Die Geschichte wiederholt sich mit bemerkenswerter Regelmäßigkeit. Ein technologiegetriebenes Unternehmen verspricht die Disruption einer trägen, analogen Branche. Investoren überschlagen sich, Medien jubeln, etablierte Akteure verfallen in Panik. Revolut, mit einer aktuellen Bewertung von 75 Milliarden Dollar das wertvollste Fintech Europas, bedient dieses Narrativ perfekt. Über 50 Millionen Kunden weltweit, allein in Deutschland zwei Millionen Nutzer mit monatlich 100.000 Neukunden, ein Umsatzwachstum von 76 Prozent – die Zahlen scheinen unwiderlegbar. Der Finanzjournalismus spricht von einer existenziellen Bedrohung für traditionelle Banken, manche Kommentatoren warnen, deutsche Institute würden “noch Apps in Myspace-Tradition bauen”, während Revolut sein Ökosystem munter erweitere.
Doch was, wenn die eigentliche Geschichte eine andere ist? Was, wenn sich hinter dem Wachstumsfuror ein Unternehmen verbirgt, dessen strukturelle Defizite systematisch ausgeblendet werden, weil sie nicht ins Disruptions-Drehbuch passen?
Revolut beantragte im Januar 2021 eine Banklizenz in Großbritannien, seinem Heimatmarkt. Nach drei Jahren Wartezeit erhielt das Unternehmen im Juli 2024 eine provisorische Lizenz – allerdings mit derart massiven Einschränkungen, dass von einer vollwertigen Banklizenz keine Rede sein kann.
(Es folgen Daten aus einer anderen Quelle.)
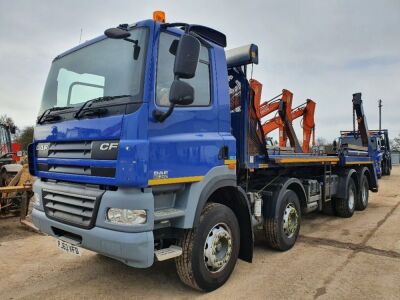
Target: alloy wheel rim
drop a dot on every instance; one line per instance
(218, 248)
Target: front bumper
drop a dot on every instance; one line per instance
(135, 249)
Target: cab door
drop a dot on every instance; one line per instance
(186, 145)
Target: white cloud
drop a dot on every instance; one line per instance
(323, 50)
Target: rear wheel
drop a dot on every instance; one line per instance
(210, 251)
(282, 229)
(362, 199)
(345, 207)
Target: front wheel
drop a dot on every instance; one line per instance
(210, 251)
(345, 207)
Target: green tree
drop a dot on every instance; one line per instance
(25, 137)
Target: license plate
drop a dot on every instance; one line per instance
(68, 248)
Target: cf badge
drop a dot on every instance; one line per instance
(108, 146)
(42, 147)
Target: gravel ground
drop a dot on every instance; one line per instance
(337, 258)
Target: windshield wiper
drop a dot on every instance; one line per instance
(85, 106)
(50, 118)
(50, 110)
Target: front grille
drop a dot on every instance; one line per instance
(101, 150)
(78, 170)
(74, 205)
(80, 150)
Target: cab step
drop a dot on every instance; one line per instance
(168, 253)
(168, 213)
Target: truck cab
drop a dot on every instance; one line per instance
(117, 173)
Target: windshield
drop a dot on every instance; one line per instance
(105, 68)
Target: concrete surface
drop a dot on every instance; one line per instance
(355, 258)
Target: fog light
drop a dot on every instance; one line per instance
(126, 216)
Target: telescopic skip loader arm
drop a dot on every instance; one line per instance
(267, 107)
(285, 113)
(306, 110)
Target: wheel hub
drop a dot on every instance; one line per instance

Revolut befindet sich seitdem in der sogenannten Mobilisierungsphase, einer Probezeit, die normalerweise zwölf Monate dauert. Inzwischen sind über vierzehn Monate vergangen. Die britische Bankenaufsicht hält die volle Lizenz weiter zurück, weil sie grundlegende Zweifel an Revoluts Risk-Management-Kontrollen hat, insbesondere angesichts der aggressiven internationalen Expansion.
Die Einschränkungen sind drastisch: Revolut darf maximal 50.000 Pfund an Gesamtkundeneinlagen halten – eine lächerliche Summe für ein Unternehmen mit angeblich zehn Millionen britischen Kunden. Diese werden weiterhin über Revoluts E‑Money-Einheit bedient, nicht über die Bankeinheit, und sind damit nicht durch das staatliche Einlagensicherungssystem ge…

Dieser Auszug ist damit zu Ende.